New Found Confidence and a Future for Graduates

Learning to code is an important job skill, but hosting this program at Columbia offers a different benefit to its JTC students: the knowledge that they are participating in a program in an Ivy League school, and the pride and confidence that follows.

“The pride and joy alone from my mother’s reaction to me having a columbia.edu email address was enough to help me regain my focus and drive that was lost due to years of dead end jobs,” said Antwan, a Justice Through Code student.  “Attending and completing a course at Columbia University equipped me with a sense of legitimacy that other coding bootcamp providers do not offer.”

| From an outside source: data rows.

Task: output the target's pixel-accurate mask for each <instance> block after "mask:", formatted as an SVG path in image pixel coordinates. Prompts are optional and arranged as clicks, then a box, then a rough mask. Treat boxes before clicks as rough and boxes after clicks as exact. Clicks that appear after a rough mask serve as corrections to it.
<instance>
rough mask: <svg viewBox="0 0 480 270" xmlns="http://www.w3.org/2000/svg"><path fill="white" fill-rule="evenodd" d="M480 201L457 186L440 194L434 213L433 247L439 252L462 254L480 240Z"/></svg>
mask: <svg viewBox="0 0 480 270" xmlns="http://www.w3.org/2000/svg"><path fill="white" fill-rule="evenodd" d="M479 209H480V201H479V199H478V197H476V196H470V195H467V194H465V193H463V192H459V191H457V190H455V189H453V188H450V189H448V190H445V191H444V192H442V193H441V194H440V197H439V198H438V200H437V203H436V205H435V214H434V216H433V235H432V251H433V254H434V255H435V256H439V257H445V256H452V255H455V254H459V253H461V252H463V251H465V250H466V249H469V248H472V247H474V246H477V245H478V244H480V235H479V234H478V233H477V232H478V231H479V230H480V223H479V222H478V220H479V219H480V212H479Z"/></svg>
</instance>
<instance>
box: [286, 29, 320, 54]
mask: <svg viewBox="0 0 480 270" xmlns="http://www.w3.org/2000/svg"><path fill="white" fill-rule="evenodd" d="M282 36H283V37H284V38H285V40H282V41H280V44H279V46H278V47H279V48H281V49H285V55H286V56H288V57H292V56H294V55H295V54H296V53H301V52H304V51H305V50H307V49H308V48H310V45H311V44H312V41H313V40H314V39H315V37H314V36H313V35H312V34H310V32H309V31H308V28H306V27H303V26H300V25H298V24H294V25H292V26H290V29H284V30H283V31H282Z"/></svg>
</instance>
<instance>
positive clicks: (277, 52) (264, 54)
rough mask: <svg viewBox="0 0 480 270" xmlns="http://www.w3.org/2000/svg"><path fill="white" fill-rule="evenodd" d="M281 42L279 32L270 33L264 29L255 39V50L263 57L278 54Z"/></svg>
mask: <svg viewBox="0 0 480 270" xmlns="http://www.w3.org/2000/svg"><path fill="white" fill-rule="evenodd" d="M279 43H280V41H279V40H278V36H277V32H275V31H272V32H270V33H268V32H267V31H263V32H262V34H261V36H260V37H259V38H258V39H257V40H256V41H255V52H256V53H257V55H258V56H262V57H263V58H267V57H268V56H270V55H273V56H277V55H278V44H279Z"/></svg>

Some JTC graduates have landed prestigious tech apprentice and mentorships, through a partnership with Next Chapter, an initiative launched by Slack to hire formerly incarcerated individuals in the tech industry. Not every student decided to continue in the tech field, but all of them will be mentored by Columbia Business School students in REAP and given guidance in developing a work plan for the coming year.

The fall session is proving to be a successful one. Indeed, 20 students, chosen from more than 1,260 applicants, have begun their coding and job development courses Justice Through Code.

Macdonald has clear goals for the program and its students. “By redefining what’s possible and working to change negative stereotypes for formerly incarcerated individuals, we’re providing hope to them that there is a life out there where they can have a sustainable job and provide for themselves and their families.”